Valentine’s Day has obviously deviated from its origins, but the hard fact is it hasn’t evolved to be completely inclusive in practice. Hanging over the holiday is a heteronormative pall which encourages public displays of affection, cheesy gifts and dinner dates. These activities often exclude LGBTQ+ couples in subtle and insidious ways.


Walking down the card aisle at a CVS around Valentine’s Day can be an exhausting affair for queer people looking to celebrate the day with their significant other. A majority of the cards are saturated with inherently heterosexual language. Rarely will there be a card that contains rhetoric pertinent to queer couples. This forces the customer to either choose a card that is general enough to get the point across, or to simply skip the Hallmark stuff entirely. 


Another extremely popular way to celebrate Valentine’s Day is to go out for a romantic and often expensive dinner date. Restaurants will typically capitalize on this tradition by advertising Valentine’s Day specialsmaybe by offering a small discount or a free dessert for couples. But, the concept of romantic dinner dates is somewhat inaccessible to queer couples. While the general public’s perception of the LGBTQ+ community isn’t as hostile as it once was, the awkward scenario of being called friends or siblings by a server who made the wrong assumption is enough to discourage a couple from going out. 

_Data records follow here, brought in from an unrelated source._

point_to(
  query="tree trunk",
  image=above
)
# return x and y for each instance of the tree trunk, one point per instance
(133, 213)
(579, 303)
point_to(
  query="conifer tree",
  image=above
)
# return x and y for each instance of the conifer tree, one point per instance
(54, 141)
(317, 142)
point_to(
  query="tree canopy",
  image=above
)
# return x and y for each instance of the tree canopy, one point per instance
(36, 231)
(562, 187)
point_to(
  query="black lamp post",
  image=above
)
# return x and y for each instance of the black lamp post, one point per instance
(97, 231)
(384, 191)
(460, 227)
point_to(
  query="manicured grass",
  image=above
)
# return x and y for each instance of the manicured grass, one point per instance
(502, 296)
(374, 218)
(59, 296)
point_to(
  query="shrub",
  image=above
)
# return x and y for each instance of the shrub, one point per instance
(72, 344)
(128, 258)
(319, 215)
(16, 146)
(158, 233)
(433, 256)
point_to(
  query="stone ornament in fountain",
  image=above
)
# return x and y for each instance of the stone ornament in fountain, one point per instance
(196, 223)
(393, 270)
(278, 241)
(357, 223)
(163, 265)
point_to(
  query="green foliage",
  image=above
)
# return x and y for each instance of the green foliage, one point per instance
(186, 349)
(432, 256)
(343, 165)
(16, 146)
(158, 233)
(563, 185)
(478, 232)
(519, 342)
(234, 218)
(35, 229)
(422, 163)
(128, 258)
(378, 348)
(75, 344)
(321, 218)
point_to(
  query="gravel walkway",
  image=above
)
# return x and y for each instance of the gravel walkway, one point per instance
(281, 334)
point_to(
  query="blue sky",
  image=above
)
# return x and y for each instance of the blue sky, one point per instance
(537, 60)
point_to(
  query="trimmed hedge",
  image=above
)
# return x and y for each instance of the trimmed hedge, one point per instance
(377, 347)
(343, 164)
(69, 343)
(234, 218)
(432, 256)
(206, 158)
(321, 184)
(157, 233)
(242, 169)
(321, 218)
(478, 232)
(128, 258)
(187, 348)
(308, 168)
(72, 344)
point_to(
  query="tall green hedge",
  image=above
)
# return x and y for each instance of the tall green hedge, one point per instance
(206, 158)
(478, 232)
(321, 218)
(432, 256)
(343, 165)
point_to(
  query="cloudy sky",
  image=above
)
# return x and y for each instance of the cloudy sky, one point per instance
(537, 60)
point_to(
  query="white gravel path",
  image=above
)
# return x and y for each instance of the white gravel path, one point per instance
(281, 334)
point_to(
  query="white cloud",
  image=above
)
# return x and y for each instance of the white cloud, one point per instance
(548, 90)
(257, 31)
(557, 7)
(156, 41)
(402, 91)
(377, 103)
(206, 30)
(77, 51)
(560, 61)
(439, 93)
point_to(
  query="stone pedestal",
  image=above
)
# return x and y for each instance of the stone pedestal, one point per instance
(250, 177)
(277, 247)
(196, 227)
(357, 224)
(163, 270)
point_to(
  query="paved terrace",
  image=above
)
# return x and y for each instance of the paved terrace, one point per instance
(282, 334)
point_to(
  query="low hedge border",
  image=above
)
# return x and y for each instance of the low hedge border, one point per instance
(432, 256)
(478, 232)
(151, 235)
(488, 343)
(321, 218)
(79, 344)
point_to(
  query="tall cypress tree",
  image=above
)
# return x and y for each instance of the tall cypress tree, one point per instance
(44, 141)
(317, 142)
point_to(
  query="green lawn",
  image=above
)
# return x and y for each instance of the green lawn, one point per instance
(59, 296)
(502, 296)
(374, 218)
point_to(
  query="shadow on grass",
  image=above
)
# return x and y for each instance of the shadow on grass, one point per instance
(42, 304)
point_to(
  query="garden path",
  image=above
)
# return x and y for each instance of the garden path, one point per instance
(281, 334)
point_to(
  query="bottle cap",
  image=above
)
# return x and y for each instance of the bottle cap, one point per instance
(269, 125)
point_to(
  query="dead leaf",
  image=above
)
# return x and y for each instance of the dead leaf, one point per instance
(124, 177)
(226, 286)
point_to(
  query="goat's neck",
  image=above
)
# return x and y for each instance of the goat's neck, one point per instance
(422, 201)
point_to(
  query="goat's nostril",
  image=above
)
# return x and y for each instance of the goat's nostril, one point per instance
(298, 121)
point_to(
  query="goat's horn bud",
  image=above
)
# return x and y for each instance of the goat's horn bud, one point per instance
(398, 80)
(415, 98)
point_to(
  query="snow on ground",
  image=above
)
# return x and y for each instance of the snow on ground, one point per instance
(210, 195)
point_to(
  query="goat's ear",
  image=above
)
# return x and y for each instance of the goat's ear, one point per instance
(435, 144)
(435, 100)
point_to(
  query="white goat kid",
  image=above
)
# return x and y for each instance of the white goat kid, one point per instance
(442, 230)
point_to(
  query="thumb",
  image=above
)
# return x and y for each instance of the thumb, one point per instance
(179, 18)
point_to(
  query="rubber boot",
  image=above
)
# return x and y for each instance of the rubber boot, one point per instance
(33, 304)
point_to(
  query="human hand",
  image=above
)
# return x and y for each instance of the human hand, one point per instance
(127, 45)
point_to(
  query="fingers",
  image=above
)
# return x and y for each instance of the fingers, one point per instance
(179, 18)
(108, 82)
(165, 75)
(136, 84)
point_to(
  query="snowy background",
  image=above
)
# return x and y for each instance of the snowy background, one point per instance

That might only be the first hurdle in a series, however; public displays of affection between queer couples can be met by judgmental stares and silently disgusted expressions. Not only that, but in many parts of the world, it is still dangerous to be openly queer. In fact, an NBC News report from 2019 stated almost 19% of hate crimes committed are motivated by anti-LGBTQ+ ideologies.


These Valentine’s Day traditions exclude queer couples, but that fact doesn’t stop straight couples from taking advantage of the day. As a result, LGBTQ+ people may feel animosity toward the holiday due to double standards. Straight couples can go on dinner dates and be unafraid to make out in public every day of the year. Valentine’s Day, for many, can be an unwelcome reminder of the hardships queer people face in today’s society. As the world progresses and becomes more accepting, LGBTQ+ people continue to fight for a seat at the table. 


Valentine’s Day supposedly began as a barbaric—and frankly delusional—way to celebrate fertility and good health in ancient Rome, and has since evolved into a so-called Hallmark holiday that mostly encourages straight couples to celebrate their straight love. On the surface, exclusionary cards from the supermarket and the awkward moment of telling the Olive Garden server that your date isn’t your sister so that you can get the Valentine’s Day couple discount may only seem like minor inconveniences. In reality, these moments demonstrate the deep-seated heteronormativity that continues to permeate our superficial, fundamentally conservative culture. Maybe it’s time for Valentine’s Day to evolve again.